Impacto social y económico

Más allá de las dificultades que entraña la aplicación de medidas de control social a gran escala, incluso para regímenes con una alta capacidad coercitiva y de naturaleza autoritaria, el coste económico y social de las restricciones drásticas que están imponiendo los gobiernos árabes puede ser desmesurado y, en última instancia, inasumible. En el caso más extremo, el de millones de refugiados y desplazados internos que malviven en campamentos o infraviviendas sin las mínimas condiciones de higiene y sanidad, el coste humano puede ser descomunal si la pandemia hace acto de presencia. En ausencia de una vacuna eficaz contra el COVID-19, varias zonas de Oriente Medio y del Magreb podrían convertirse en nuevos focos de propagación del virus que lo causa (el SARS-CoV-2), llegando, en el peor de los casos imaginables, a aislar a la región del resto del mundo durante un período largo de tiempo.

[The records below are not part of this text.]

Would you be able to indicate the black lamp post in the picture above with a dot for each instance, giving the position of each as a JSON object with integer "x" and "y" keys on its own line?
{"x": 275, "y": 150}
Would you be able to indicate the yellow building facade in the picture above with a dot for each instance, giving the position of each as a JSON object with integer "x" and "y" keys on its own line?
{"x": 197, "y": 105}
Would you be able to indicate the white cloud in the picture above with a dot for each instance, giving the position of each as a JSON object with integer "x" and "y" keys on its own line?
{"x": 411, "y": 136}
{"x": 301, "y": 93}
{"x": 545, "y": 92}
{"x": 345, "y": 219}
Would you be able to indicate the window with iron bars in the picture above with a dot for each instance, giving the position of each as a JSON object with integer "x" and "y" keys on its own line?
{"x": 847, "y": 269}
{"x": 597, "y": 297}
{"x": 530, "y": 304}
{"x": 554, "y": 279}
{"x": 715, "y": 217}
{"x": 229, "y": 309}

Por el momento, ya se está empezando a notar el impacto de la pandemia de coronavirus en las economías de la región. Un primer golpe lo recibió el sector del turismo, con la cancelación masiva de viajes y servicios turísticos en algunos países árabes que generan riqueza y empleo gracias a la llegada de turistas de distintas zonas del mundo (varias sometidas ya a restricciones de viaje y confinamiento domiciliario de sus potenciales turistas). A eso hay que sumar que, el pasado 4 de marzo, Arabia Saudí suspendió los permisos para hacer la umrah (la peregrinación menor a La Meca que se puede hacer a lo largo del año), así como las visitas religiosas a Medina, debido al coronavirus. En el aire está que se pueda celebrar la gran peregrinación anual del hayy, cuyo inicio este año está previsto para finales de julio. El total de peregrinos anuales supera los 20 millones, con toda la actividad económica que eso genera dentro y fuera de Arabia Saudí.

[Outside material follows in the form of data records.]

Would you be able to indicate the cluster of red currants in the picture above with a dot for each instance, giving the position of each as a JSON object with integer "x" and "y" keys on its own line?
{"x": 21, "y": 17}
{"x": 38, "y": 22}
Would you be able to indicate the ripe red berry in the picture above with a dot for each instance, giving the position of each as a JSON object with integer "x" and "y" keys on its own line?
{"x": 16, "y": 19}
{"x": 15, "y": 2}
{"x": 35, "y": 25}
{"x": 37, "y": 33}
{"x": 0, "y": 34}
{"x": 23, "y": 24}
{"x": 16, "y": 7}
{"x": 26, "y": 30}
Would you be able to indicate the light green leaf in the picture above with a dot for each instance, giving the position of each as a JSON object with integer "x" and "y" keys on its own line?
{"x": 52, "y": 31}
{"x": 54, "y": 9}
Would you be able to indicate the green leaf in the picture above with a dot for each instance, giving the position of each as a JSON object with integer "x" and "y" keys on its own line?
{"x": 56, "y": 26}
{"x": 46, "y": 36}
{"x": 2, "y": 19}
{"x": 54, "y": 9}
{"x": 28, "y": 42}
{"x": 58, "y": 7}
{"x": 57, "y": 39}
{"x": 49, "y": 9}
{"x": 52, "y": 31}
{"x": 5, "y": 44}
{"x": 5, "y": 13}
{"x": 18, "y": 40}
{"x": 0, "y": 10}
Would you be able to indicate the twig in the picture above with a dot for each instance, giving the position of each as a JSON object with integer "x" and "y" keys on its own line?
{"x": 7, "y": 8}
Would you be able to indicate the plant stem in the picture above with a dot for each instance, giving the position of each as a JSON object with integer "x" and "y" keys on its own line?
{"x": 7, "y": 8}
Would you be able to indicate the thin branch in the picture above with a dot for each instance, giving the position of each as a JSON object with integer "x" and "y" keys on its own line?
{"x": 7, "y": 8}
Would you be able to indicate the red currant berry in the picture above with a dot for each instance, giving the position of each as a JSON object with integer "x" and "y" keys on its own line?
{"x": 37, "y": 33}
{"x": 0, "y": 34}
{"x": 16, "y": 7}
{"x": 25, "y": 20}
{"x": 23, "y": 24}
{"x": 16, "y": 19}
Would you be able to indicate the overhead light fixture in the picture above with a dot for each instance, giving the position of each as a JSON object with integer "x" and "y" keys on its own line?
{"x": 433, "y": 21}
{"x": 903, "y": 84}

Para hacerse una idea, la industria del turismo aporta de forma directa e indirecta cerca del 1 5 % del PIB de Egipto, del 14% en el caso de Jordania, del 12% en Túnez y del 8% en Marruecos. Al ser el turismo un sector intensivo en mano de obra, la práctica paralización de su actividad económica debido a la crisis mundial del coronavirus supone un durísimo golpe para el empleo y para el sustento de un número elevado de familias. Esto ocurre cuando las proyecciones a principios de este año pronosticaban un importante crecimiento de los ingresos del turismo en toda la región durante 2020. En pocas semanas, esos pronósticos halagüeños han saltado por los aires.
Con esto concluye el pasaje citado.